India’s Dairy Sector

News: Union Budget 2022-23 is expected to boost the dairying and livestock sector with a host of measures to make it sustainable amid the ongoing Covid-19 pandemic.

Background:

  • Dairy is the single-largest agri-commodity in India. It contributes5% to the national economy and employs 80 million dairy farmers directly. A revival in economic activities, increasing per capita consumption of milk and milk products, changing dietary preferences and rising urbanisation in India, has driven the dairy industry to grow by 9-11% in 2021-22.
  • The livestock sector has grown at a Compound Annual Growth Rate (CAGR) of 8.15% over the last five years ending 2020. Growth in the liquid milk segment, which accounts for over half of the dairy industry, is likely to remain stable (6-7%). The organised dairy segment, which accounts for 26-30% of industry (by value), has seen faster growth, compared to the unorganised segment.
  • Dairy analogues, plant-based products and adulteration pose a major challenge and threat to the dairy industry. Shortage of fodder resources and ineffective control of animal diseases.  Absence of field oriented conservation strategy for indigenous breeds. Lack of skills and quality services to farmers for improving productivity and improper infrastructure to support the sector.

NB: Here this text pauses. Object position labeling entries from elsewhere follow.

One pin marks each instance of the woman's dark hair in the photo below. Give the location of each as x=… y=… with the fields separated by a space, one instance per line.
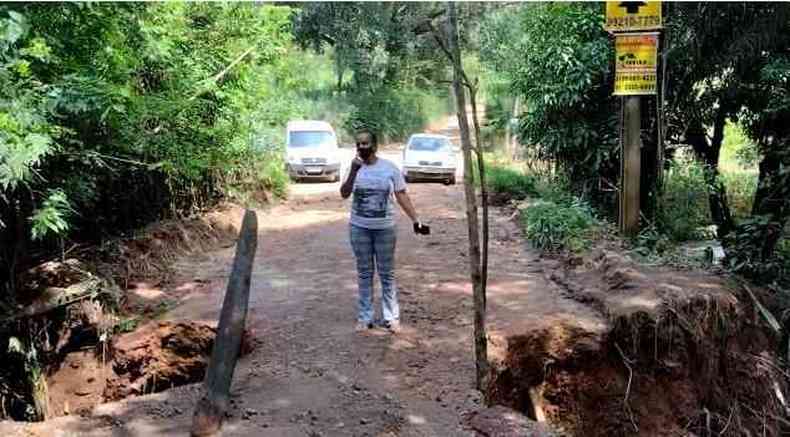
x=373 y=138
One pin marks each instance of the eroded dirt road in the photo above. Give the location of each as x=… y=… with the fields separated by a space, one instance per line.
x=310 y=373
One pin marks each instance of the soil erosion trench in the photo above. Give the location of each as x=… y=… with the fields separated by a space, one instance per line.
x=594 y=347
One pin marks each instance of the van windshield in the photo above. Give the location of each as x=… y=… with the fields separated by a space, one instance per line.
x=310 y=138
x=428 y=144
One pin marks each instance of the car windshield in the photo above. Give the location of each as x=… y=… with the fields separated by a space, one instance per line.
x=428 y=144
x=310 y=138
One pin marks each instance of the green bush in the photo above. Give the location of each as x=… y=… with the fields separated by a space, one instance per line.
x=685 y=211
x=552 y=227
x=741 y=186
x=504 y=180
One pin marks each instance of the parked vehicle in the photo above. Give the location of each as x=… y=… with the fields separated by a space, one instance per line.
x=312 y=151
x=430 y=157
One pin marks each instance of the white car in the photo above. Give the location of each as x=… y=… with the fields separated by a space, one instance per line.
x=311 y=151
x=430 y=157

Major Announcements under Latest Budget:

  • Border villages in northern India with a sparse population and limited connectivity, have been covered under the ‘New Vibrant Villages Programme’ in the new budget. Some 95% of livestock farmers are concentrated in rural India. Hence, infrastructure development under the Vibrant Villages Programme will play a significant role in enhancing market access for these livestock farmers. New Vibrant Villages Programme announced in the budget aims to improve social and financial infrastructure in remote habitations, primarily along the border with China, and will be an improved version of the existing border area development programme.
  • To provide a level playing field between co-operative societies and companies, alternate minimum tax has been reduced from 18.5% to 15%. Government has also proposed to reduce the surcharge on co-operative societies to 7% from 12% at present for those having total income of more than Rs. 1 crore and up to Rs. 10 crore. This would help enhance the income of cooperative societies and its members who are mostly from rural and farming communities.
  • Allocation for the Rashtriya Gokul Mission and National Programme for Dairy Development has been increased by 20% in 2022-23. It is expected to help in increasing the productivity of indigenous cattle and quality milk production. Allocation for the livestock sector has been increased by more than 40% for 2022-23 and the enhanced allocation for central sector schemes by more than 48% shows commitment by the government for the growth of livestock and dairy farmers.
  • An almost 60% enhancement in allocation for livestock health and disease control for 2022-23 over the previous year will ensure healthier livestock.
  • Incentivising digital banking, digital payments and fintech innovations will create a ripple effect in the livestock sector through greater transparency by streamlining payments during milk procurement. A completely paperless, e-bill system will be launched by ministries for procurement.